On dit de ce livre ... Entre le début et la fin, il y a ce fil tendu : le fil de la vie. On fait ses premiers pas, funambule timide, une ombrelle fragile entre les mains, faite de rêves et d'espoirs. Mais l'exercice est périlleux. Souvent, on hésite, on tremble, on flanche, on bascule, on se rattrape in extremis. Et on tombe aussi. Parfois il y a un filet. D'autres fois non. Chaque pas compte. Chaque pas est le premier. Chaque pas peut être le mauvais. On croit savoir. On avance. On ne sait rien. On avance. Sur le fil, toujours. De l'horizon, en rêvant. Du rasoir, en se coupant. De l'histoire, en survivant. Les protagonistes des treize récits rassemblés dans ce recueil tentent de garder l'équilibre sur ce fil cassant. Ils se croisent, s'aiment, s'ignorent, se cherchent, se percutent, se blessent, se frôlent, s'interrogent. Tombent. Se relèvent, une fois, deux fois, dix fois, ou pas, artistes fragiles du quotidien qui se cherchent un but, un horizon, une réponse, une raison... Existe en ciel.

existe_en_ciel

Moi qui ne suis ni une funambule et qui souffre atrocement du vertige, je n'avais qu'une issue en me plongeant dans ce livre : c'était d'avoir le tournis. J'ai eu beau avoir le ricanement bête et le grincement facile à l'évocation d'amours salopées, de murs bleus et de k-way nommé désir, de lire le blog de Carmina Burinée et d'en tirer un sadisme épouvantable ( ... ), je pense toutefois que rien n'aura plus d'impact que la lecture du rat de Laura et que son sujet du désir d'enfant aura raison de moi ! Entre les barquettes Lu et Axel Bauer, non merci ... j'ai le coeur au bord des lèvres. Quelle histoire ! Mazette, ça vous chamboule plus que de raison !!!
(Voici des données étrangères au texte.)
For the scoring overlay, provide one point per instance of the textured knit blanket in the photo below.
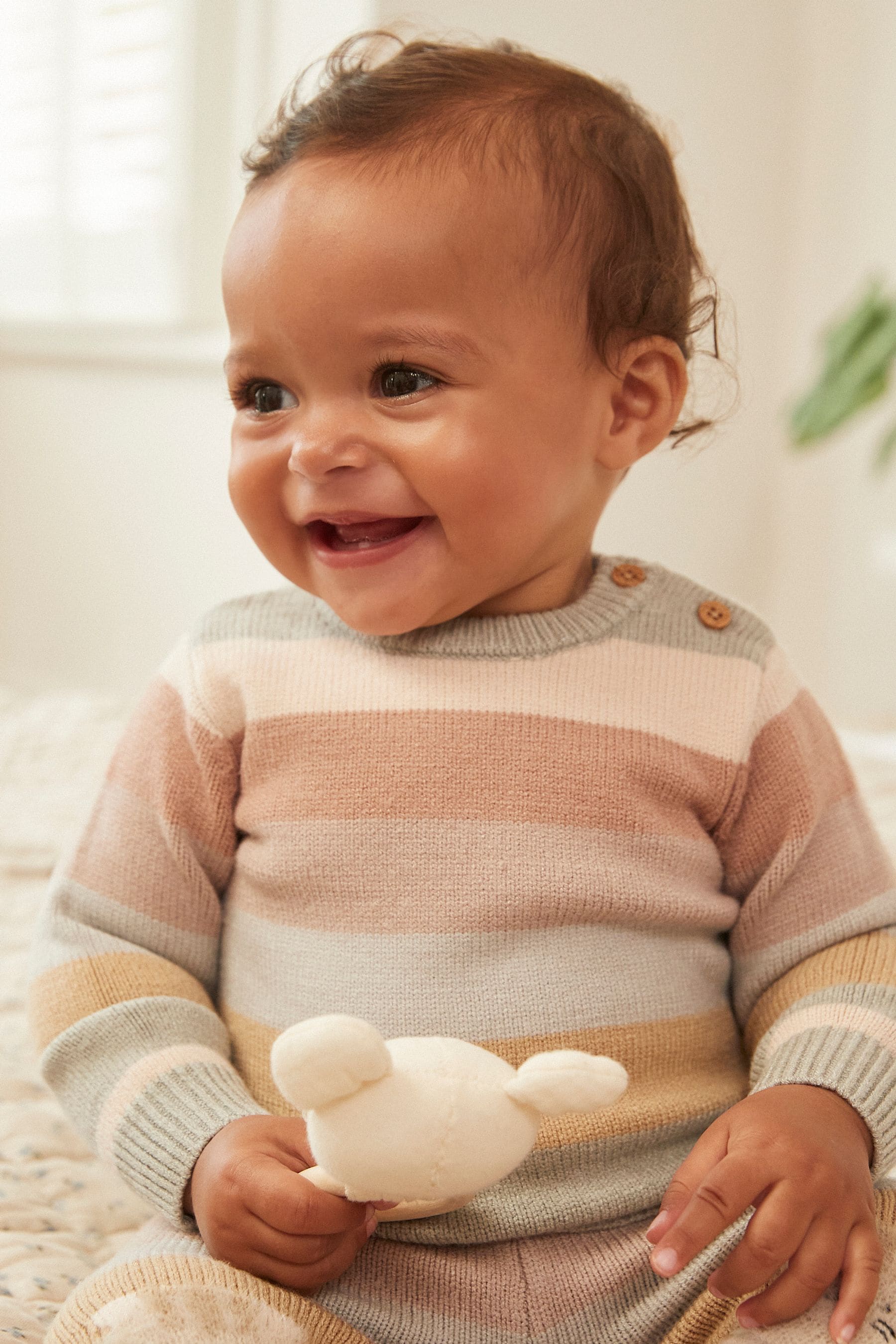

La Kiki a l'esprit retors et jouissif à vous tirer les vers du nez, non ce n'est pas ça ! en fait, elle est simplement heureuse de vous attirer jusqu'à elle et de vous faire mariner dans son jus. C'est un succès pour elle, un bonheur inavouable ... mais pourtant un crime reconnu !  ;o)

« Vous me lisez, je vous dépouille, ouille, couinez pas, ce ne sont que quelques instants, vous-même faites ça tout le temps avec les autres, allez t'as bien cinq minutes ! Non ? Oui, c'est vrai, le principe est terroriste et vous, mes victimes, innocentes. Allons donc, on est tous des bouffeurs de temps, du berceau au déambulateur. Des voraces. Mais y'en a des plus rapaces. Et des plus ingrats. Je prends la monnaie de ma pièce, c'est tout. Mon piège fonctionne à merveille même si y'a des trucs que je ne peux pas trop maîtriser dans cette technique à la pointe du crayon... Je sais quand j'amorce mon engin de guerre, une petite histoire avec de bons sentiments leurres pour vous appâter, Viva Za-pâte à papier, c'est ma tactique. Par contre, j'ignore quand vous allez mettre le pied sur la mine et vous perdre dans mes pirou-lettres de graphite. Ça peut durer très longtemps, c'est de l'éditeur ensuite que dépendent lesdites heures qui s'écouleront entre le moment où j'aurais pleuré ces lignes et celui où je viendrai éponger le temps que vous passerez à les lire pour ma petite cagnotte...De l'éditeur qui a un coup de coeur et vous met une couverture toute belle toute chaude sur le dos pour aller affronter ce monde glacial dans lequel on se retrouve catapulté, marché du livre (...). On est nombreux sur les rangs des étagères à vouloir sortir du néant et à concourir pour votre temps, votre argent, ce qui, paraît-il, revient au même. Bref, mettons que j'arrive enfin à vous, mon livre entre vos mains, vous ouvrez, vous lisez, j'encaisse ! Cash à la lecture et parfois même un petit paiement différé pour les pensées que vous accorderez à mon histoire, plus tard, si elle était bien ficelée... Ne soyez pas trop triste, vous n'avez pas tout perdu puisque, en échange, je vous file un bonus, la recette de ma grand-mère. Elle aussi prenait le temps. De s'occuper des autres. Et ça, vous verrez, ce n'est pas de la tarte... »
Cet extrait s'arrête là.